The Mortgage Rate
This is determined by the value of the property, as well as the size of your deposit. Generally, the more money you can put down for a deposit, the better your mortgage rate will be, since you present less of a risk to the lender. That’s why the products with the lowest loan-to-value (LTV) tend to be found at the top of the charts.
In addition, you may want to compare the deals here with those on offer in the variable rate mortgage charts, as there are some economic circumstances under which variable rates may actually be lower than fixed mortgage rates. However, if this is the case, keep in mind that variable rates can increase beyond the fixed rate in the intervening years.

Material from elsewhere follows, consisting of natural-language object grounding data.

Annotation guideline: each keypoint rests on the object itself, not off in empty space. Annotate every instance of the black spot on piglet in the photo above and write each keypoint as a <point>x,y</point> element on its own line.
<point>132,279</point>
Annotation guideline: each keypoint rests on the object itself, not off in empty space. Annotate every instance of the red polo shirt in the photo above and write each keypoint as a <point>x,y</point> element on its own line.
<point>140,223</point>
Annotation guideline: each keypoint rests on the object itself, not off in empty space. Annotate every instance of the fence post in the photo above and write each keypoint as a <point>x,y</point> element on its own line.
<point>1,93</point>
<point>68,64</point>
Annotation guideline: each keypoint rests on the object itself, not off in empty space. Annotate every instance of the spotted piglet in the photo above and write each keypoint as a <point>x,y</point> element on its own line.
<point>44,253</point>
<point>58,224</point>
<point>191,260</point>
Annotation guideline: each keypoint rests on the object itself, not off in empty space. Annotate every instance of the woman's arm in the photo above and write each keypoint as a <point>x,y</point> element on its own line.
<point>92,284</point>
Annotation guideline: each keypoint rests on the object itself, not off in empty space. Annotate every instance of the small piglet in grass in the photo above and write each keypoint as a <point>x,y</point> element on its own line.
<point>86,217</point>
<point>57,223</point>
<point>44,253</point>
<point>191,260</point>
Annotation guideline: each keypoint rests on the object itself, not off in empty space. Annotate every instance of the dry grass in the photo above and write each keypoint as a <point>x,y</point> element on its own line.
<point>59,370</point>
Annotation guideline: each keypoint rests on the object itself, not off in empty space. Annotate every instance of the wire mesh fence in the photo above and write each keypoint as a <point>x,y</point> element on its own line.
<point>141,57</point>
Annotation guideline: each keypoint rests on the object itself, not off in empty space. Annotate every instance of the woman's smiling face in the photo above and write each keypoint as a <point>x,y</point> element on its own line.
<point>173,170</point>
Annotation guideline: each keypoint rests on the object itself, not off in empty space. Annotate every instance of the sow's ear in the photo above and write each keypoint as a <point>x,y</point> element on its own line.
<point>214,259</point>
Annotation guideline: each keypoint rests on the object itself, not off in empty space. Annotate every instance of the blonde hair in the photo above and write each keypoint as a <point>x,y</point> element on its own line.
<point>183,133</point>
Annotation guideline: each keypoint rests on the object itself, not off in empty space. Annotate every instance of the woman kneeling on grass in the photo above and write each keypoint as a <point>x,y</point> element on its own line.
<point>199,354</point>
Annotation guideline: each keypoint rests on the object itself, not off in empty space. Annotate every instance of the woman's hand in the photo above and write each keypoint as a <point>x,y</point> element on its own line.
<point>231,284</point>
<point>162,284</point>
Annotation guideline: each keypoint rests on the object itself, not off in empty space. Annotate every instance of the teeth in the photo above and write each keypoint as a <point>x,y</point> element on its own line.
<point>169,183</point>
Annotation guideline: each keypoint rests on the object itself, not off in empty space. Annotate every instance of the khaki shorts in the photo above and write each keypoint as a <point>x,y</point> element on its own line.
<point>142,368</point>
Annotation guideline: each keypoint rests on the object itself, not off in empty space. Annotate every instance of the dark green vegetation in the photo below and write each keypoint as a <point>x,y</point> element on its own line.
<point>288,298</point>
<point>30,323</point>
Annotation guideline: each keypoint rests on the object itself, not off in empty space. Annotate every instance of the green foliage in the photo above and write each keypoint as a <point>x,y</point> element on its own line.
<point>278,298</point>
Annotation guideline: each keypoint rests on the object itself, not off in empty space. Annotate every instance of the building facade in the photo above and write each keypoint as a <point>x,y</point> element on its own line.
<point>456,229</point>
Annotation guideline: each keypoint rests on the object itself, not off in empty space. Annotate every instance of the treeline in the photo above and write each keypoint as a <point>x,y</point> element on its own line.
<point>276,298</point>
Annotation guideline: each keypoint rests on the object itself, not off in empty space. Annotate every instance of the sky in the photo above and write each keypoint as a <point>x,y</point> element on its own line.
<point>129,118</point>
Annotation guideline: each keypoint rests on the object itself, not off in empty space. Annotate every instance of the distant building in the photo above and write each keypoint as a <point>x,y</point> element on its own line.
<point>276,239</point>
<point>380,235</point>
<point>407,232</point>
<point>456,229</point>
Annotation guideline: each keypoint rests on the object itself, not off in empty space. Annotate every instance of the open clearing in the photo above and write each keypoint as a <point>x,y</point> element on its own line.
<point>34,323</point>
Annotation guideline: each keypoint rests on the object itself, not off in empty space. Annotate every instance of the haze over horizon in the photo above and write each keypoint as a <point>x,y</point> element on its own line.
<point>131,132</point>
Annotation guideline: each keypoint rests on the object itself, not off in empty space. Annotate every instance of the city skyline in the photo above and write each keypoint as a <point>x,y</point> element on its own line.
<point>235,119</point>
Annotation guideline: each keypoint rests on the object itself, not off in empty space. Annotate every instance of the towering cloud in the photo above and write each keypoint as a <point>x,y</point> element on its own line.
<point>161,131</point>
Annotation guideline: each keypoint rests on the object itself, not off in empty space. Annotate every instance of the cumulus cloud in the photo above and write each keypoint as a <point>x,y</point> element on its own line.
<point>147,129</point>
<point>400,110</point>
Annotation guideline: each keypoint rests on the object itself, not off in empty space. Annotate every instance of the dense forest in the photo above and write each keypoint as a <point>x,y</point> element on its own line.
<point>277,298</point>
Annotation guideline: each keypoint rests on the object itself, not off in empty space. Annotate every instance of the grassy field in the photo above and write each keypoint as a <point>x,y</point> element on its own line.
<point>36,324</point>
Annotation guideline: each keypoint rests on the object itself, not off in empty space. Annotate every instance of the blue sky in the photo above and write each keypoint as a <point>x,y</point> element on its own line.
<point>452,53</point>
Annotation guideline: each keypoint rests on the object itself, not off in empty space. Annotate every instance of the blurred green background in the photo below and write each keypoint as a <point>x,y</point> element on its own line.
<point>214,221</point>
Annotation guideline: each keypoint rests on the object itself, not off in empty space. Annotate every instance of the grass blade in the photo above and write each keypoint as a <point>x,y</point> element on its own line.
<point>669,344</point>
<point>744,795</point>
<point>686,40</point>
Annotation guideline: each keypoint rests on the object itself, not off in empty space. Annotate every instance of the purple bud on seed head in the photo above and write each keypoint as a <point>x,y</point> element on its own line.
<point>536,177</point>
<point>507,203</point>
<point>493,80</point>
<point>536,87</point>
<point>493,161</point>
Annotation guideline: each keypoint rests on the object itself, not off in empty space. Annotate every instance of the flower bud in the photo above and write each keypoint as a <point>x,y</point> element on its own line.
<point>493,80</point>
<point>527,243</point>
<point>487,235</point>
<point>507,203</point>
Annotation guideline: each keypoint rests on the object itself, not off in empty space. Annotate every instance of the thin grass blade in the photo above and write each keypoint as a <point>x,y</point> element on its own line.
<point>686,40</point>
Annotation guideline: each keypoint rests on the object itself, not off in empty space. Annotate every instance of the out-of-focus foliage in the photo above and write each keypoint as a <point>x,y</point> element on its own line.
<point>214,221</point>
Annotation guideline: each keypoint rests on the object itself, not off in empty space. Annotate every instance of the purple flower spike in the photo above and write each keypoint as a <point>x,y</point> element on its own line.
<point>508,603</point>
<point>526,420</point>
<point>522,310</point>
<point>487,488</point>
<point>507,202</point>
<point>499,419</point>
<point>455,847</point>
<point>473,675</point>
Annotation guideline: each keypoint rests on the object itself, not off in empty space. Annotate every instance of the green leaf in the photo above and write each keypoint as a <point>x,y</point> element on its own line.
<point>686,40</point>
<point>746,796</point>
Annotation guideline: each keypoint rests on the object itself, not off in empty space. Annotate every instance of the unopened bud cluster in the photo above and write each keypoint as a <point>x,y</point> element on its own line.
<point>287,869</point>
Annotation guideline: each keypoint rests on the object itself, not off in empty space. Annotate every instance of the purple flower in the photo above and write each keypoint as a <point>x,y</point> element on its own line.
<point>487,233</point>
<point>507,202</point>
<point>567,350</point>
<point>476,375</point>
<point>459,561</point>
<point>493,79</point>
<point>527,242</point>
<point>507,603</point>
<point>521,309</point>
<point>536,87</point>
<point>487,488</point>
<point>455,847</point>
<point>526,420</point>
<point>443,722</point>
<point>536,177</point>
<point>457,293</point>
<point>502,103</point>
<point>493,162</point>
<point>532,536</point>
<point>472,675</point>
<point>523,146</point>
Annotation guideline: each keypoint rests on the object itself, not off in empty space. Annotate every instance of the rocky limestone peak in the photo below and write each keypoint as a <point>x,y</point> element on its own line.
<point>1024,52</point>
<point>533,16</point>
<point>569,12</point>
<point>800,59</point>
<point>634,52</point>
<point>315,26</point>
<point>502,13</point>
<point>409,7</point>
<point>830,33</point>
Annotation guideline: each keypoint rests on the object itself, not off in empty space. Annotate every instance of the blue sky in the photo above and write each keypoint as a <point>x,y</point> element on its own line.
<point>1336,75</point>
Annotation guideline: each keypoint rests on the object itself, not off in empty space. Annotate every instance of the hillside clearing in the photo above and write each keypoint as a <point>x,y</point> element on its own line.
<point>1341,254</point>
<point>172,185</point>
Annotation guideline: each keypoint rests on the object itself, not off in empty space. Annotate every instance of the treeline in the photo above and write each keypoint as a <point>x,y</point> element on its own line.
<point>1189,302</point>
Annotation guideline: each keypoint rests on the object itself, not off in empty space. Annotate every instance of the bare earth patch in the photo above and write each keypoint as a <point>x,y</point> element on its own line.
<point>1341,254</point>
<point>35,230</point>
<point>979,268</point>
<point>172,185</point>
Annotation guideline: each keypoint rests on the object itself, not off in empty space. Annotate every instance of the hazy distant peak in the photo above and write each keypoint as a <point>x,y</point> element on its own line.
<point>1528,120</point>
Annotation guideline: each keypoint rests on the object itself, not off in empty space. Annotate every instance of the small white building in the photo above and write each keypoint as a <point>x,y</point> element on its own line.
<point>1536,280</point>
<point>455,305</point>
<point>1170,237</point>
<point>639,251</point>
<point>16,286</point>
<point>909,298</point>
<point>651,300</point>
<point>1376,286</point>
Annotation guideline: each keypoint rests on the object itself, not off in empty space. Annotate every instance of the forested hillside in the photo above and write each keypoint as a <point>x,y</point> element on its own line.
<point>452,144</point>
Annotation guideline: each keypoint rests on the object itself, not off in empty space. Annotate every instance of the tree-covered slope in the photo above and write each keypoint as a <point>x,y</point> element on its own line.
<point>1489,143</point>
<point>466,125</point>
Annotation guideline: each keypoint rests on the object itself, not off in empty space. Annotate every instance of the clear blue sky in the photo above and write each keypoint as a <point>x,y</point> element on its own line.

Whether this is an acceptable risk will depend on your specific circumstances and attitude towards risk.
Fees and other charges
Compare deals not just on rates and LTV, but also look at the fees. The three-year fixed mortgage with the lowest rate may look the most appealing, but if it comes with an expensive arrangement fee it can turn out to be costlier overall.
The representative example given for each deal enables you to see the repayments and total cost using set criteria giving you a level playing field on which to compare the costs of different products. Next to this, you’ll also want to work out how much the mortgage will cost you specifically, to make sure you can afford the monthly payments.
Note that some mortgages allow you to add your upfront fees to the mortgage balance. While this could minimise your costs at the time, it also means interest will be charged on this extra debt, likely making it more expensive in the long term.
Aside from upfront charges, it's worth seeing how much you would be charged if you have to cancel the mortgage, too, i.e. the Early Repayment Charge. Even if you never need it, it's better to find out now before it’s too late.